United States Files Complaint to Forfeit More Than $3 Million from Companies Accused of Laundering Funds to Benefit Sanctioned North Korean Entities
WASHINGTON - The United States has filed a complaint to forfeit $3,167,783 associated with a cooperating Singapore-based company (“Cooperating Company”); Apex Choice Ltd. (“Apex Choice”), a Chinese-based wax company; and Yuanye Wood Ltd. (“Yuanye Wood”), a Chinese-based wood company, announced U.S. Attorney for the District of Columbia Jessie K. Liu and Michael DeLeon, Special Agent in Charge of the FBI Phoenix Field Office.
The complaint alleges that these three companies laundered United States dollars on behalf of sanctioned North Korean banks. According to the complaint, the North Korean banks used these laundered funds as part of a scheme to procure goods for the North Korean regime, as well as to illegally access the U.S. financial market.
The three companies allegedly were part of a scheme to launder payments to subsequently sanctioned entities, to include: Velmur Management Pte. Ltd. (“Velmur”), which the U.S. Treasury Department sanctioned for procuring Russian petroleum products for North Korea; Dandong Zhicheng Metallic Material Co. (“Dandong Zhicheng”), which the Treasury Department sanctioned for purchasing coal from North Korea, and then in turn laundering the proceeds of those sales to purchase items for North Korea, including nuclear and missile components; and Wee Tiong (S) Pte. Ltd. (“Wee Tiong”), which the Treasury Department sanctioned for laundering money through the U.S. financial system on behalf of North Korea.
The complaint also seeks a civil monetary penalty against Apex Choice and Yuanye Wood for prior sanctions and money laundering violations related to this scheme.
“This complaint alleges that parties in China and Singapore are part of a global money laundering network that coordinates with front companies to move North Korean money through the United States and violate the sanctions imposed by our government on North Korea,” said U.S. Attorney Jessie K. Liu. “This case demonstrates that we will seek significant remedies to address companies that violate U.S. national security, regardless of where they are doing business.”

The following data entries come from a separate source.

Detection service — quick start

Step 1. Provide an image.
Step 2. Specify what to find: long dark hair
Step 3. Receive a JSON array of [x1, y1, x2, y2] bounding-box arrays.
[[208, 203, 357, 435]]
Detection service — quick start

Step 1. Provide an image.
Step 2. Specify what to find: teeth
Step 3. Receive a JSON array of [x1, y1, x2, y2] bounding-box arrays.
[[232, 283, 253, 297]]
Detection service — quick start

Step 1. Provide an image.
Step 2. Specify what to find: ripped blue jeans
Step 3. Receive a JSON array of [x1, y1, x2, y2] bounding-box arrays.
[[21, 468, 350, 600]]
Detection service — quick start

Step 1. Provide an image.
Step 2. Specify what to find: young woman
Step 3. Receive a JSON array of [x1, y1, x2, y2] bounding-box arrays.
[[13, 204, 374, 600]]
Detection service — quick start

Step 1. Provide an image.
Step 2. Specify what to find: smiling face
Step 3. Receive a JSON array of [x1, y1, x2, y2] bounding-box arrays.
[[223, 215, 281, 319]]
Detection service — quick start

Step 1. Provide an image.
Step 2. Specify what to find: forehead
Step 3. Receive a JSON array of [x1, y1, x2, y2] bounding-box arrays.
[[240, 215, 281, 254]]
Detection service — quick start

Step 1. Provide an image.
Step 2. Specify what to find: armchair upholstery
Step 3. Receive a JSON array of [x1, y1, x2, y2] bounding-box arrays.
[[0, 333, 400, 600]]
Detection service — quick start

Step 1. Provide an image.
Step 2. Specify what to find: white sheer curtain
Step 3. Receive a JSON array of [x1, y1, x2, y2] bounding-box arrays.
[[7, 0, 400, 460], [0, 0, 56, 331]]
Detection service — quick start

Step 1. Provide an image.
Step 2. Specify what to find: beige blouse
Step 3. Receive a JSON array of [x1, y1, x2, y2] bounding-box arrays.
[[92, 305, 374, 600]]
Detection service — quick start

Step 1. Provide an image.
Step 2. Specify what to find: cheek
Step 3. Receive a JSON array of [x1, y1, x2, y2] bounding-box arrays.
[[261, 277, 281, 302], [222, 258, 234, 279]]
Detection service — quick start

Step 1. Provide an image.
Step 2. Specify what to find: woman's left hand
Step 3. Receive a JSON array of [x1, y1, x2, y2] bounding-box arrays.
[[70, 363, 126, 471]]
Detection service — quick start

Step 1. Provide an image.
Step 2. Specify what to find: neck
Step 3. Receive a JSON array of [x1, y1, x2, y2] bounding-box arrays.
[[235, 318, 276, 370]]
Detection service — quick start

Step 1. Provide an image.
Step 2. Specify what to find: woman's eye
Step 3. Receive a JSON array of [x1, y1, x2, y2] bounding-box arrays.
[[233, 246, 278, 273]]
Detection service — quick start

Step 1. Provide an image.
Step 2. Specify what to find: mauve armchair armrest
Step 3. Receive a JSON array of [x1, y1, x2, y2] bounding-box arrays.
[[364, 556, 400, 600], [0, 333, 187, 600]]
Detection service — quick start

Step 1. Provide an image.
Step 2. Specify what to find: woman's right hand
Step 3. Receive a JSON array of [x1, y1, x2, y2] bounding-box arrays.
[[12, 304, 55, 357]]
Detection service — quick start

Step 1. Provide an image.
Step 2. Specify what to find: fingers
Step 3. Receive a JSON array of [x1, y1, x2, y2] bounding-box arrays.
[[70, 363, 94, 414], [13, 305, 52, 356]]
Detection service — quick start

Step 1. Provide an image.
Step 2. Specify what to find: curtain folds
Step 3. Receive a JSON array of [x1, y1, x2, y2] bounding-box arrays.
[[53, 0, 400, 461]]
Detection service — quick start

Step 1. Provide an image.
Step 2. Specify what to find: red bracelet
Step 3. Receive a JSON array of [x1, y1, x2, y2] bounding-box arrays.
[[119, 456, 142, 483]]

“The FBI has found numerous foreign companies participating in North Korea’s scheme to launder money,” said FBI Special Agent in Charge Michael DeLeon. “As North Korea continues to find creative ways to circumvent international sanctions, we hope this investigation will compel foreign companies to do their due diligence when it comes to conducting business transactions and/or making third party payments using U.S. dollars. The FBI will continue to dedicate substantial resources to these types of investigations in order to stop illicit transactions. Companies engaging in deceptive banking practices may face criminal or civil action, and could be forced to forfeit funds.”

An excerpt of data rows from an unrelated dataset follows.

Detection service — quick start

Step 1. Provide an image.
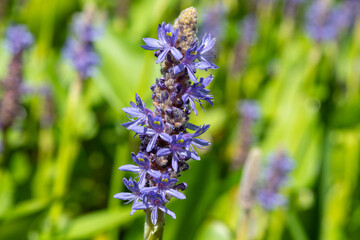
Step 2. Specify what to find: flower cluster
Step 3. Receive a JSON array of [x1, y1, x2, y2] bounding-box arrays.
[[114, 7, 217, 224], [258, 151, 294, 210], [0, 25, 33, 131], [63, 10, 101, 80]]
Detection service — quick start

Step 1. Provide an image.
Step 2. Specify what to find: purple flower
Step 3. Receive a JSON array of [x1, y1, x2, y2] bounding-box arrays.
[[197, 34, 219, 69], [258, 151, 294, 210], [131, 114, 171, 152], [173, 42, 218, 82], [122, 94, 152, 129], [146, 173, 186, 199], [132, 192, 176, 225], [119, 152, 161, 188], [63, 13, 100, 80], [6, 25, 34, 54], [146, 114, 171, 152], [141, 22, 183, 63], [157, 133, 200, 171], [114, 178, 142, 215], [182, 75, 214, 115], [184, 124, 210, 152]]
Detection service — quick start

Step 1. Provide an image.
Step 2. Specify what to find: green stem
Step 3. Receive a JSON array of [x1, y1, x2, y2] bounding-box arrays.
[[144, 209, 165, 240]]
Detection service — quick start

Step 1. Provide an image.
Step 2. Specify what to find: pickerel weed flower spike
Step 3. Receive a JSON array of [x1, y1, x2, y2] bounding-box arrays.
[[63, 9, 101, 80], [114, 178, 143, 215], [114, 8, 217, 232], [0, 25, 33, 131], [5, 25, 34, 54], [133, 192, 176, 225], [122, 94, 153, 129], [119, 152, 161, 187], [182, 75, 214, 115]]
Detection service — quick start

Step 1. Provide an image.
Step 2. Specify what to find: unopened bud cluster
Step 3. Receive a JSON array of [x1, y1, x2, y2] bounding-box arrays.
[[114, 7, 217, 224]]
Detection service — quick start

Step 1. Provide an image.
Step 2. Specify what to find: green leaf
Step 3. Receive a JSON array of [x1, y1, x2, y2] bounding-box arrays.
[[59, 208, 131, 239]]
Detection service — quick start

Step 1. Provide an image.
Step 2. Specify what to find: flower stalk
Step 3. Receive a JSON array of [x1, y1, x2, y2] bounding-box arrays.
[[114, 7, 218, 240]]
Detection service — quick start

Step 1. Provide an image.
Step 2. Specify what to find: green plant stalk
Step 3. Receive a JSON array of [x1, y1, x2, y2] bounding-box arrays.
[[144, 209, 165, 240], [50, 78, 82, 230]]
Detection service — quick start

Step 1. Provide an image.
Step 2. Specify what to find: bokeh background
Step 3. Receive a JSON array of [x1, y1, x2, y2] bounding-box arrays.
[[0, 0, 360, 240]]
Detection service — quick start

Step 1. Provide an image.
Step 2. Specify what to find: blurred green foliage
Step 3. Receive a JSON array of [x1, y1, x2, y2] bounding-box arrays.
[[0, 0, 360, 240]]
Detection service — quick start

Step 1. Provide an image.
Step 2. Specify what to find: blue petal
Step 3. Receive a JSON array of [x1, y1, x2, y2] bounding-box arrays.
[[158, 22, 166, 42], [171, 154, 179, 172], [171, 47, 183, 60], [159, 206, 176, 219], [186, 66, 197, 83], [114, 193, 135, 200], [173, 63, 185, 74], [151, 207, 158, 225], [141, 38, 162, 50], [130, 126, 147, 134], [166, 189, 186, 199], [189, 98, 197, 116], [156, 148, 171, 157], [119, 164, 141, 173], [195, 62, 217, 70], [156, 49, 170, 64], [132, 202, 148, 210], [146, 133, 159, 152], [160, 133, 172, 143], [148, 169, 161, 178]]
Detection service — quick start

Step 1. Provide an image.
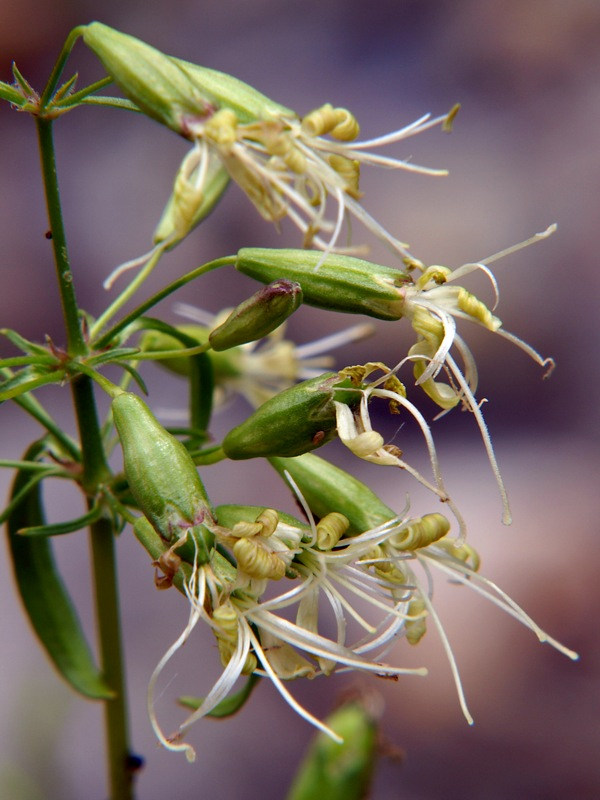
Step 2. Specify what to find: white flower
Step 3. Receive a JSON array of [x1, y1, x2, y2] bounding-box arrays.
[[148, 509, 426, 761], [308, 514, 578, 724], [393, 225, 556, 525], [169, 104, 458, 255]]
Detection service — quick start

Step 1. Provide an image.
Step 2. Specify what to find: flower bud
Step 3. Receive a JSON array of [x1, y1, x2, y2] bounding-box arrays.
[[83, 22, 296, 135], [222, 372, 360, 460], [208, 279, 302, 350], [269, 453, 397, 536], [287, 697, 381, 800], [112, 392, 213, 560], [171, 57, 297, 123], [153, 155, 229, 249], [83, 22, 212, 133], [235, 247, 412, 320], [222, 372, 360, 460]]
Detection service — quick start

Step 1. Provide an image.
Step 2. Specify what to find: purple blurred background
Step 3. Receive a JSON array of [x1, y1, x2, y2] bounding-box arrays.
[[0, 0, 600, 800]]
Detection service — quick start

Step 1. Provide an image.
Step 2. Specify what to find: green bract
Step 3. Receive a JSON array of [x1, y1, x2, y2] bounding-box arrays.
[[112, 392, 212, 555], [286, 701, 379, 800], [222, 372, 360, 460], [235, 247, 412, 320], [208, 279, 302, 350]]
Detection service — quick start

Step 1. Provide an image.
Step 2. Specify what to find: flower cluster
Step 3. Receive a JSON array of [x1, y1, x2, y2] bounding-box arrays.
[[148, 476, 576, 760], [83, 23, 576, 759]]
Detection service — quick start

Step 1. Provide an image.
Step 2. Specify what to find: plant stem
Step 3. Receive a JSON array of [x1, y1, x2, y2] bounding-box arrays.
[[36, 117, 86, 356], [40, 25, 85, 111], [36, 109, 133, 800], [90, 519, 133, 800]]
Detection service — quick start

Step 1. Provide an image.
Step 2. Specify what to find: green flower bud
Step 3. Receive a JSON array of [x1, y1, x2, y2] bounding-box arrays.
[[222, 372, 361, 460], [83, 22, 213, 133], [287, 701, 379, 800], [269, 453, 396, 536], [208, 279, 302, 350], [171, 58, 297, 123], [112, 392, 213, 560], [235, 247, 412, 320], [153, 161, 229, 249], [83, 22, 296, 135]]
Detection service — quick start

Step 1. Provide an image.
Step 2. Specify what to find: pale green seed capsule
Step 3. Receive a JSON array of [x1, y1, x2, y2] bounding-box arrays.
[[112, 392, 213, 560], [235, 247, 412, 320], [83, 22, 213, 133], [287, 702, 379, 800], [153, 161, 229, 249], [83, 22, 297, 136], [171, 57, 297, 124], [269, 453, 396, 536], [208, 279, 302, 351], [222, 372, 360, 460]]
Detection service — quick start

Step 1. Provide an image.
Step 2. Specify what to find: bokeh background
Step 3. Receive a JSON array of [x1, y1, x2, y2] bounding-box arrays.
[[0, 0, 600, 800]]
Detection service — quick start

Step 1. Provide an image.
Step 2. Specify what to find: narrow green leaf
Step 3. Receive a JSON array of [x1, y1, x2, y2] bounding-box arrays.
[[116, 361, 148, 395], [17, 505, 102, 536], [177, 673, 260, 719], [0, 368, 81, 463], [12, 61, 35, 96], [139, 317, 215, 431], [7, 442, 113, 700], [0, 81, 27, 106], [0, 328, 48, 356], [0, 369, 63, 403], [52, 72, 78, 103]]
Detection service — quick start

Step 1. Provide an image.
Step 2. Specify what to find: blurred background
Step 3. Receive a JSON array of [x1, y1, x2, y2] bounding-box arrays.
[[0, 0, 600, 800]]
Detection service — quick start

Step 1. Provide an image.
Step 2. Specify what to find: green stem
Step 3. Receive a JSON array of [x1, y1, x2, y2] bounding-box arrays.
[[90, 247, 165, 340], [90, 519, 133, 800], [40, 25, 85, 108], [36, 117, 87, 355], [90, 256, 237, 350]]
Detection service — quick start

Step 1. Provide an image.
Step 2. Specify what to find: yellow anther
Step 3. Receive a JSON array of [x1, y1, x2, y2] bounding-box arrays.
[[317, 511, 350, 550], [457, 288, 502, 331], [233, 538, 285, 581], [411, 306, 444, 355], [331, 108, 360, 142], [327, 153, 363, 200], [212, 606, 258, 675], [404, 598, 427, 644], [204, 108, 238, 152], [302, 103, 360, 142], [415, 266, 452, 289], [390, 514, 450, 550], [256, 508, 279, 537], [231, 520, 263, 539]]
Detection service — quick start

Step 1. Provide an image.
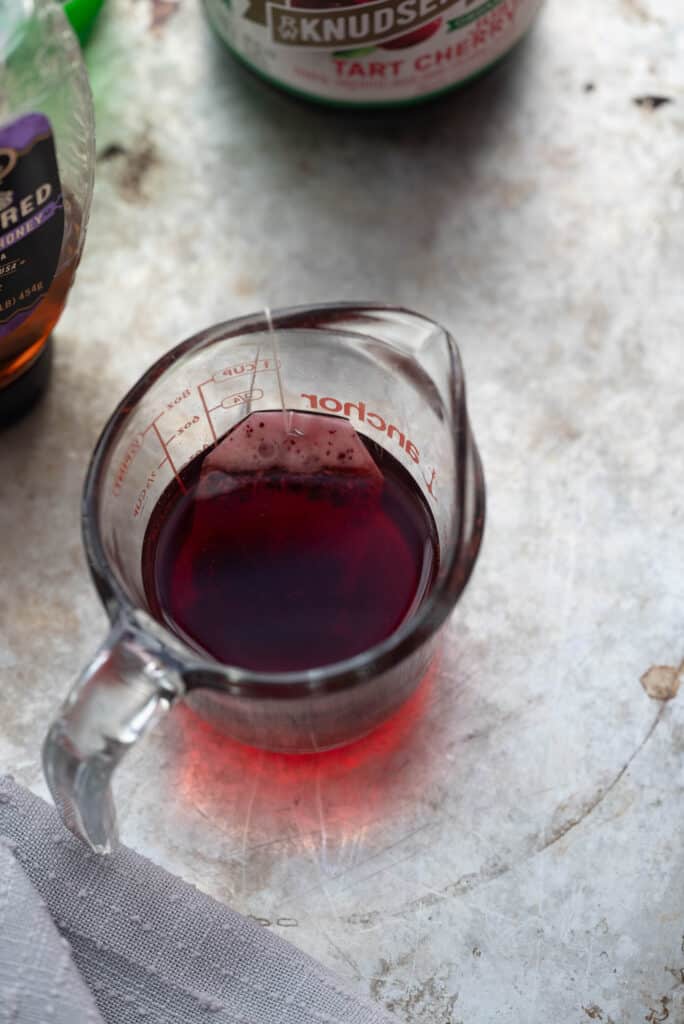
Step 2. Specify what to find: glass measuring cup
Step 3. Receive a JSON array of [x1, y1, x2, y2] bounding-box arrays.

The complaint was filed on Nov. 26, 2018, in the U.S. District Court for the District of Columbia. According to the complaint, designated North Korean banks use companies, including the “Cooperating Company,” Apex Choice, and Yuanye Wood, to make U.S. dollar payments to North Korean front companies, which are managed by sanctioned North Korean banks.
The United Nations Panel of Experts described in 2017 how North Korean banks have been able to evade sanctions and continue to access the international banking system. Specifically, despite strengthened financial sanctions, North Korean networks are adapting by using greater ingenuity in accessing formal banking channels. This includes maintaining correspondent bank accounts and representative offices abroad that are staffed by foreign nationals making use of front companies. These broad interwoven networks allow North Korean banks to conduct illicit procurement and banking activity.

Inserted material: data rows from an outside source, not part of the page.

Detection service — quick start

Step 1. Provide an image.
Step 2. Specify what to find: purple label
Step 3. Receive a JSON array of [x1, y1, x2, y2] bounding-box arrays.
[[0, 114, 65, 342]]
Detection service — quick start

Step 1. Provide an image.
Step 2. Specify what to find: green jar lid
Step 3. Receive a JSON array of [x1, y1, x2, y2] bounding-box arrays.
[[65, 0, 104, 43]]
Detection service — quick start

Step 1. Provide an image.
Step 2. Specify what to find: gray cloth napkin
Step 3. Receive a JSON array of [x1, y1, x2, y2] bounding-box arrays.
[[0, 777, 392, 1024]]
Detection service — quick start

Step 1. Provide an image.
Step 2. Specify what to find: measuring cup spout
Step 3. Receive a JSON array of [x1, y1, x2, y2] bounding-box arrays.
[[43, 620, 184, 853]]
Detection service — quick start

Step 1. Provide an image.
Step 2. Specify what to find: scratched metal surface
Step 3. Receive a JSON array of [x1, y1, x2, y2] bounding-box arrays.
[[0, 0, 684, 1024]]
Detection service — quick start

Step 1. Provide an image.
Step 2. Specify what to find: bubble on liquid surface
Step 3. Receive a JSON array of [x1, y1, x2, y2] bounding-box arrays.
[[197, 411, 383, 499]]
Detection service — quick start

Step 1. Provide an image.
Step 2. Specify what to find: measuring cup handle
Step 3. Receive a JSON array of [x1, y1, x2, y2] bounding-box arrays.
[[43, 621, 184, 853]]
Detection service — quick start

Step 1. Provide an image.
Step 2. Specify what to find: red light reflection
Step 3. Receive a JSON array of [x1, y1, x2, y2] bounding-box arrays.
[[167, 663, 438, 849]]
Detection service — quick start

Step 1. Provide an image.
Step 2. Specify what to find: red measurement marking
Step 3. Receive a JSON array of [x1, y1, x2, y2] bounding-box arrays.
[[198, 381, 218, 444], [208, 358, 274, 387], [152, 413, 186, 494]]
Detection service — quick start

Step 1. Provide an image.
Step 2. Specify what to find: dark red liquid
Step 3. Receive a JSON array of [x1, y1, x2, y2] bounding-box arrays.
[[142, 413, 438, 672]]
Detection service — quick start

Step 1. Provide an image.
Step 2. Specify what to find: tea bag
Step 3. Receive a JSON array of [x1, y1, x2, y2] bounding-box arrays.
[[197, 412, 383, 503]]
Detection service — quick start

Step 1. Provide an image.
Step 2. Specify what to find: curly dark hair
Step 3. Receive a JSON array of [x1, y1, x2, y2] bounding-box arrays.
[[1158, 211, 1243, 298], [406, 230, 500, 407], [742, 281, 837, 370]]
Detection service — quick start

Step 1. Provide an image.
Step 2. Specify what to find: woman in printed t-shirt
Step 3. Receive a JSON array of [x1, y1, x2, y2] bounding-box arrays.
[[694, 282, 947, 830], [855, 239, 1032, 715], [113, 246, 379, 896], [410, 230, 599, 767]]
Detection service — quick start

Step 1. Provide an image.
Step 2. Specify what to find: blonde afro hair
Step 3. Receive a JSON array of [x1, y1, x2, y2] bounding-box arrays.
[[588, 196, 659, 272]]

The complaint alleges activity by the three companies that tracks this paradigm. The first company which is the subject of the complaint, the one identified as “Cooperating Company,” has agreed to the forfeiture of its funds. As part of its agreement to cooperate with the government, this company acknowledged that it was directed by an unauthorized Chinese money remitter to send payments to North Korean companies, when this company was seeking discounted rates for exchanging currency. Apex Choice, a wax company, is accused of paying numerous North Korean front companies with no relation to the wax industry. In a submission to the government, Apex Choice claimed that the known North Korean financial facilitators were wax companies in China. Chilbo, a North Korean wood exporting company based out of Equatorial Guinea, allegedly sold wood produced by North Koreans in forced labor camps to Yuanye Wood. According to the complaint, Yuanye Wood paid known North Korean financial facilitators for these services.
The claims made in the complaint are only allegations and do not constitute a determination of liability.
The FBI’s Phoenix Field Office is investigating the case. Assistant U.S Attorneys Arvind K. Lal, Zia M. Faruqui, and Brian P. Hudak are litigating the case, with assistance from Paralegal Specialist Brian Rickers, Legal Assistant Jessica McCormick and former Paralegal Specialist Toni Anne Donato, and Assistant U.S Attorney Ari Redbord.